Against restrained period fare and reverent on-screen biographies, Corsage is an act of rebellion, too. It isn't quite Sofia Coppola's Marie Antoinette nor Pablo Larraín's Spencer, but belongs in the middle of the pair. Accordingly, cue the flouting of 19th-century-only sights and sounds, plus a firm focus on conveying Sissi's inner state with every tool at the picture's disposal. Visually, Kreutzer and cinematographer Judith Kaufmann (The Audition) let modern details remain among the movie's settings — doors, lights, powerpoints, mops and more. On the soundtrack, French singer Camille of 'Ta Douleur' fame gets poppy, and covers of Kris Kristofferson's 'Help Me Make It Through the Night' and The Rolling Stones' 'As Tears Go By' get a workout. This tale is timeless, Kreutzer emphasises. The Empress' stresses, sadness, struggles and spirit are as well, her film continues.
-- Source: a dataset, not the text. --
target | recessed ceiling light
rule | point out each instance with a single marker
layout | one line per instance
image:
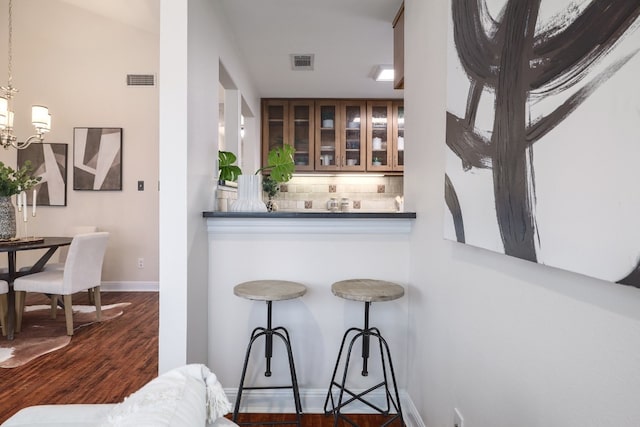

Corsage's point of interest is Kreutzer's familiar point of interest: women just wanting to be who they are but constrained by society's rules and expectations. 2019's The Ground Beneath My Feet and 2016's Krieps-starring We Used to Be Cool before that don't toy with real-life figures, but they unpack the same idea. That's an age-old reality, Corsage also reinforces, whether it's sticking close to its star's face, sometimes beneath striking face veils; surveying the punishing act of dressing as an Empress again and again; or stepping back to take in her lavish attire and surroundings, seeing what the world around her sees. Then, when this perceptive treasure comes to its inventive end, it's with an utterly unforgettable reimagining — which, yes, is this feature from the get-go.